Only your vet can determine the true health of your pet through blood tests, palpations and observations. Please do not trust your untrained eye when it comes to the health of your iguana. You may, however, trust your instincts when your reptile acts just a little differently than you are used to. This may be a sign for you to get him or her into the vet soon. Only you will know the true personality and behavior patterns of your pet. A reputable vet will trust your judgment and perform necessary tests even if your iguana seems “normal” to him on the examining table.

Frequently Asked Questions

Are green iguanas aggressive?

Humans need to take special precautions around green iguanas, even if the creature is quite tame and you have owned it for a long time. They will still exhibit aggressive behavior from time to time. Large iguanas have very sharp teeth, plus an iguana who is upset will strike with his tail as well. Most of the injuries to humans from green iguanas could have been avoided had proper precautions been taken.

Do green iguanas have three eyes?

An interesting characteristic of the iguana is that they have good eyesight but not from two eyes but three. The third eye is on the top of their heads and allows them to see light, dark, and motions from above. This is helpful when climbing in trees.

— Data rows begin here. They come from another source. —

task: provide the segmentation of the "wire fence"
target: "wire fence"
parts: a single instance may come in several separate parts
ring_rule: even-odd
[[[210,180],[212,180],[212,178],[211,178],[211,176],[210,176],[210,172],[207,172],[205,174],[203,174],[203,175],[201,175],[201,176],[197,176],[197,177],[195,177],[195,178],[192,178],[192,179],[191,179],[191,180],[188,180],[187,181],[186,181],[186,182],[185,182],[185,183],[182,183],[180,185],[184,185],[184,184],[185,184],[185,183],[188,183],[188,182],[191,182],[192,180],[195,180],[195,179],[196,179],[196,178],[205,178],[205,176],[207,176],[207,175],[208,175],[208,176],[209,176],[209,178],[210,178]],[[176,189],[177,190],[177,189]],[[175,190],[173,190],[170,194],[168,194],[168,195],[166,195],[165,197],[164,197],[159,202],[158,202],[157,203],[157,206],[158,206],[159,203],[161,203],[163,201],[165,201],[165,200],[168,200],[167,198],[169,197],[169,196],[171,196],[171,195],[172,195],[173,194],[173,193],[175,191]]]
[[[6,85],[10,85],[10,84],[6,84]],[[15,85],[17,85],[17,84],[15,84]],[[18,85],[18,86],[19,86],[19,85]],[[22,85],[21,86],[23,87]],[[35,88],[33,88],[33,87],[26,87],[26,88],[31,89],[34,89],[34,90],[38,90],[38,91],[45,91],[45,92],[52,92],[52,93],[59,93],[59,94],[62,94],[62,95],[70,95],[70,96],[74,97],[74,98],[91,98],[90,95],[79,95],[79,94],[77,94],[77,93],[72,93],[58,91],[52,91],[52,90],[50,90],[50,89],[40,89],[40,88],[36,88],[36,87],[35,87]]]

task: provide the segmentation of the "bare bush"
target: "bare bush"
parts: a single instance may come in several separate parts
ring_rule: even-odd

Can green iguanas eat insects?

Iguanas are herbivores, meaning they eat only plants. Their diet consists of a variety of vegetables and fruits, such as turnip greens, dandelion greens, mustard greens, to which can be added red and green squash, green and red peppers, kale, spinach, berries, melons, bananas, etc. Green iguanas in captivity must have their food chopped up into small pieces.

How many different types of green iguanas are there?

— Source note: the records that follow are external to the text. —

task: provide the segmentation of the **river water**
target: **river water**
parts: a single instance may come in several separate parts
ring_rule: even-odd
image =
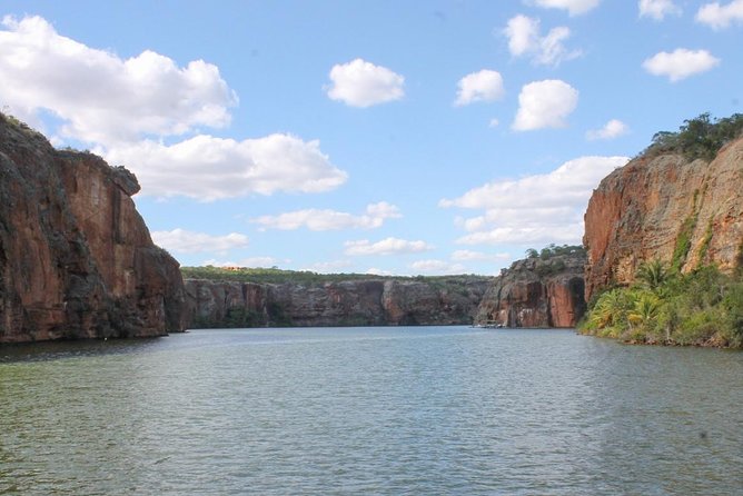
[[[0,347],[0,494],[742,492],[743,353],[467,327]]]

There are seventeen different species of green iguanas, and not all green iguanas are green. Many of these iguanas take on brownish and grayish tinges as they age. Others come in different colors because of specific breeding or because of their place of origin. These include red, blue, black, orange and pink. Some green iguanas are an incredibly bright green while others are more of a duller shade. Their native origin can be anywhere from Mexico through Central and South America to countries in the Caribbean. There are feral populations in Florida, Texas, and Hawaii. Most of these developed from iguanas that pet owners released into the wild because they were unable to take care of them. It is illegal to own a green iguana in Hawaii.

What does a green iguana look like?

Green iguanas are often recognized by their dewlap under the chin and the long row of spines along their back or tail. The dewlap becomes very large when the iguana is angered or showing off for a female. Male iguanas of breeding age can become very aggressive, and even those kept as pets since they were born can become unpredictable during breeding season. The green iguana reproduces by the female laying eggs and one hatch usually consists of anywhere from twenty to one hundred young.